Though I had written poetry regularly since age six, I did not begin to take it seriously until 2009, when I attended a workshop entitled, “Poetry as a Portal to Contemplative Inquiry.” It was then that I realized what I had been doing all these many years – contemplatively inquiring! I hope to advance the culture of contemplative inquiry already present among faculty and students here, be it in the sciences, math or language.

For me, one of the things that is special about High Mowing is the artistic effort that goes into some of the simplest things; announcements at roll call, for example. They could be dry and informational, and some are, but many are acted out or “adorned” in some way; and you find yourself laughing! Then there are the more profound things. Last year, when I saw The Nativity (an annual pageant performed by the students entirely through song and movement) for the first time, my heart stopped!

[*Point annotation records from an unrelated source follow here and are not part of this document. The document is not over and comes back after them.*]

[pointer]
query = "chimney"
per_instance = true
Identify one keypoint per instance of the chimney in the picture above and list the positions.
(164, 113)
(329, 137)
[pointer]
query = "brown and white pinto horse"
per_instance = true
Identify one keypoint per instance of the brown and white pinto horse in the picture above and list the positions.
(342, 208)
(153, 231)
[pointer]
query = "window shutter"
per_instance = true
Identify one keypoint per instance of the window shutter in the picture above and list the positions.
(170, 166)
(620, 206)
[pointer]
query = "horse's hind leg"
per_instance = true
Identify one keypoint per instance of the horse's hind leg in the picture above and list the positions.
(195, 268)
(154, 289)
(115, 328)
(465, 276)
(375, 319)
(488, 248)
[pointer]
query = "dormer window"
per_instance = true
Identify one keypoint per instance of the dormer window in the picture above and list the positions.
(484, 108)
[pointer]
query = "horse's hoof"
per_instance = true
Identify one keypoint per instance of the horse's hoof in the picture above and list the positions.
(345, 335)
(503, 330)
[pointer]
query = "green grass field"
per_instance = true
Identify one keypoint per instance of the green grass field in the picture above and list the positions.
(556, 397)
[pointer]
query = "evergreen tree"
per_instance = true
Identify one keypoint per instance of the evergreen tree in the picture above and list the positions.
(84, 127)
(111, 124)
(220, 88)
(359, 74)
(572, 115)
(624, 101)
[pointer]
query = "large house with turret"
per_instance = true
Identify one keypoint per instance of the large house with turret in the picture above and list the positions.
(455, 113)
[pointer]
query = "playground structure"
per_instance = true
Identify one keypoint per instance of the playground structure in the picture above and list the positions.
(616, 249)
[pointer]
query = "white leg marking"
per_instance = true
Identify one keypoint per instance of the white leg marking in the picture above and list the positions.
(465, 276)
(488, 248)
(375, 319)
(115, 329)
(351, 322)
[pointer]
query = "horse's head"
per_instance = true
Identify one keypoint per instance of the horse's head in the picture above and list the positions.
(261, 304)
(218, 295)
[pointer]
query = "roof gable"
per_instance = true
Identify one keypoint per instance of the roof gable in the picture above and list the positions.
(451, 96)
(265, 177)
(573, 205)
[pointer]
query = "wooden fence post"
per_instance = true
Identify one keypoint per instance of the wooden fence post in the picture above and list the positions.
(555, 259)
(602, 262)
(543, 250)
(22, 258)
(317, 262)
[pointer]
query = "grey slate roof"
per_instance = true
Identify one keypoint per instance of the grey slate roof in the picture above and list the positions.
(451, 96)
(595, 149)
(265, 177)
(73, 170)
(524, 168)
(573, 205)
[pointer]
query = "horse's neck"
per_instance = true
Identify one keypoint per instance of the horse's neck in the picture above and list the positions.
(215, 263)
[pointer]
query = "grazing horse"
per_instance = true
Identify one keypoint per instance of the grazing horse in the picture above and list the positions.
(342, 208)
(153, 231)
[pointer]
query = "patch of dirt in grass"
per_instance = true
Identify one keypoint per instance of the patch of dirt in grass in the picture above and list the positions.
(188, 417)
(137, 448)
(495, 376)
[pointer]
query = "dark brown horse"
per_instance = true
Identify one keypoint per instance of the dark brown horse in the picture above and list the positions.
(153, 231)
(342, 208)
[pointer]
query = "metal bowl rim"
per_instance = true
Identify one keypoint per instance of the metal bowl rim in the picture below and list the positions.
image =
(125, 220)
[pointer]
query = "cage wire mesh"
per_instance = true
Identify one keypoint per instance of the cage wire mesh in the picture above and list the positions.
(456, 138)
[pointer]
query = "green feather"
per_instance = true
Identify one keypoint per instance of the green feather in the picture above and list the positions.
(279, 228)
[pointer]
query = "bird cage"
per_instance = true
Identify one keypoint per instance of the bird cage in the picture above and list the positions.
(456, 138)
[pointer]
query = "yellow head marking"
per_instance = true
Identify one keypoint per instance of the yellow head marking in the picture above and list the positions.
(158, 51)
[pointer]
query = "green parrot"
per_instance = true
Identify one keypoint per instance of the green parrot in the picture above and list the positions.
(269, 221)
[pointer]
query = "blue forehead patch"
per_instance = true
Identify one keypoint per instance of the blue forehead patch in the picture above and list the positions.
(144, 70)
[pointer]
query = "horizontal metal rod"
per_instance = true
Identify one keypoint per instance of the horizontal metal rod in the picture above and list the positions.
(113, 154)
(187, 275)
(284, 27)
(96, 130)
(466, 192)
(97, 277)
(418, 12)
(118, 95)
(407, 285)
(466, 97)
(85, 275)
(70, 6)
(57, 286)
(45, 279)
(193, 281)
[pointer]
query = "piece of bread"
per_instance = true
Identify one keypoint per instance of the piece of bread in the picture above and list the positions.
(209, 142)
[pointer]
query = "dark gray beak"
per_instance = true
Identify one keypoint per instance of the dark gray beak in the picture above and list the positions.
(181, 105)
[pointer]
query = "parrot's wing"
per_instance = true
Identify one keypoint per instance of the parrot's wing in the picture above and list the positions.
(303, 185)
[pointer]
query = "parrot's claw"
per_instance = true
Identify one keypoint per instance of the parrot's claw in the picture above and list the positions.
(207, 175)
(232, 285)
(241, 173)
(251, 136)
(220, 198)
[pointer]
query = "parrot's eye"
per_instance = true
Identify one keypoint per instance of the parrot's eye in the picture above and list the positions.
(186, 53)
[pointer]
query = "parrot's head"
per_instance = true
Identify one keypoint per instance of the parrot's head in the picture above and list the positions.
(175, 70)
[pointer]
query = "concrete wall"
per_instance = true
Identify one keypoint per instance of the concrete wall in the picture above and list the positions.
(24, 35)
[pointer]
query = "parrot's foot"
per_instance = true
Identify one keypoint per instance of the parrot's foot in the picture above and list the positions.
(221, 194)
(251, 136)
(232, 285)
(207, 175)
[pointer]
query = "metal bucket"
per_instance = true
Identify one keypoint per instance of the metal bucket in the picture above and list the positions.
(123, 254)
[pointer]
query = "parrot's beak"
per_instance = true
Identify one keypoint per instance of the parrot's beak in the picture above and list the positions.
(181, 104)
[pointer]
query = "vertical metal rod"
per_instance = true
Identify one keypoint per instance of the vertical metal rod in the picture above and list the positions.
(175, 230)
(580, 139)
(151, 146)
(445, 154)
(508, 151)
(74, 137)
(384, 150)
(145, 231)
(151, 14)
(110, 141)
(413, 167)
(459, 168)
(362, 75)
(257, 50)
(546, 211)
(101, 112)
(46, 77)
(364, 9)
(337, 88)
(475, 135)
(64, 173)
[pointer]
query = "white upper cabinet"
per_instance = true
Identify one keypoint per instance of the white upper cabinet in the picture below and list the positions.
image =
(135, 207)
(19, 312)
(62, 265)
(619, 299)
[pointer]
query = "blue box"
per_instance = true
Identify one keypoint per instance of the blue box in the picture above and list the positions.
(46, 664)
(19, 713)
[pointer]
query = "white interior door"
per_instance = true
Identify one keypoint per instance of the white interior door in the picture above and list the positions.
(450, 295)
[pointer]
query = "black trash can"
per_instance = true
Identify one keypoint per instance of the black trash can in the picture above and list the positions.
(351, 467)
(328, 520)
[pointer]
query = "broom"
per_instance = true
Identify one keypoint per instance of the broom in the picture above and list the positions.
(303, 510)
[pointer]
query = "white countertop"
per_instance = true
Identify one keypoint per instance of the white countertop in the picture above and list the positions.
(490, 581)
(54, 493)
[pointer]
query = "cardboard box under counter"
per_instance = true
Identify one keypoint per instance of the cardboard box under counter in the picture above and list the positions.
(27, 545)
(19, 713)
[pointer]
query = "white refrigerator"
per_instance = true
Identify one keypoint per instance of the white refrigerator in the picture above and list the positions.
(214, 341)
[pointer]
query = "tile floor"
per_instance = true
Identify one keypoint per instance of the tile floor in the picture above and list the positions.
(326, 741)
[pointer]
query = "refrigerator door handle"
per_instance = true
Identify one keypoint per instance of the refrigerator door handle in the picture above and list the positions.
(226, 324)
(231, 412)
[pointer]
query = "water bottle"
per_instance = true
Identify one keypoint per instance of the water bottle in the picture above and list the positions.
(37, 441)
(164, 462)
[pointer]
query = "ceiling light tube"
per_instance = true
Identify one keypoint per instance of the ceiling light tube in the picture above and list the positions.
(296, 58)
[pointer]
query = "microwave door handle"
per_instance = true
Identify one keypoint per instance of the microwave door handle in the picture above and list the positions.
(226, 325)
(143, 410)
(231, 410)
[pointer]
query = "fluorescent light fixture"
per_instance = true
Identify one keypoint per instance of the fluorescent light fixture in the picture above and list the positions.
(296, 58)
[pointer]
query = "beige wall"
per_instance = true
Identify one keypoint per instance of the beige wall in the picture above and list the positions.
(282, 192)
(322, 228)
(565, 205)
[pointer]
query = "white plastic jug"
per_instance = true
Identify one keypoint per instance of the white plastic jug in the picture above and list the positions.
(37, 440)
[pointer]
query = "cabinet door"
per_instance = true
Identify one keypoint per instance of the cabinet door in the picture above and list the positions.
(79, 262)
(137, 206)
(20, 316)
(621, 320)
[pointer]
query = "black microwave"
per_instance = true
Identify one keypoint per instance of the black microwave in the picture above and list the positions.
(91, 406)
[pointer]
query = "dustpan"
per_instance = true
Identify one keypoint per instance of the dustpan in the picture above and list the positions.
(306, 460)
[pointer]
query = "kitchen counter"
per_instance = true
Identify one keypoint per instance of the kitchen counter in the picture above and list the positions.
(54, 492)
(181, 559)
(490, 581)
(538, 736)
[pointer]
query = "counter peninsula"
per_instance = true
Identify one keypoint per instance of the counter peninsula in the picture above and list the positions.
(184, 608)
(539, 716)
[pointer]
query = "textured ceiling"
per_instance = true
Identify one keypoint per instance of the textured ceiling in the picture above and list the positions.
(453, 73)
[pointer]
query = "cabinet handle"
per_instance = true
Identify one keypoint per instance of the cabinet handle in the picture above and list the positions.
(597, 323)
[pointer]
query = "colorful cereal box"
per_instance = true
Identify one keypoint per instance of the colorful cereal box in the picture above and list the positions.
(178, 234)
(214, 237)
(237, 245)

It was so lovely and moving.

I knew I wanted to teach before I left high school, but the guidance counselor at the small regional high school I attended felt strongly that I should not limit myself, so I majored in Biological Sciences with the expectation of continuing on to med school. I needed to work directly with people, of that I was sure. The summer of 1980 took me to Basel, Switzerland for a three month internship in a pharmaceutical research laboratory. (I ended up staying in Switzerland for 25 years!) The threads of my life began to weave into a pattern that summer. I turned twenty-one, encountered Anthroposophy (the guiding principal of Waldorf education) at the Goetheanum in Dornach, Switzerland, discovered many new loves—international culture and travel, biodynamic farming, raising a family, cooking, teaching English, math and science, and Waldorf education. Most importantly my sense of wonder took hold.

Which threads from my lessons will weave their way into the patterns of the students' lives? That the coefficients used to fill in the quadratic formula must be whole numbers? That the embryonic tissues which form our heart also form our hands, so that all we do needs to come from the heart if we wish to be true to our beginnings? That sometimes a few words of a poem can capture an image, a mood, a feeling, a thought more successfully than a thesis? I don’t know, nor should I. But I continue to inquire, contemplate…and wonder.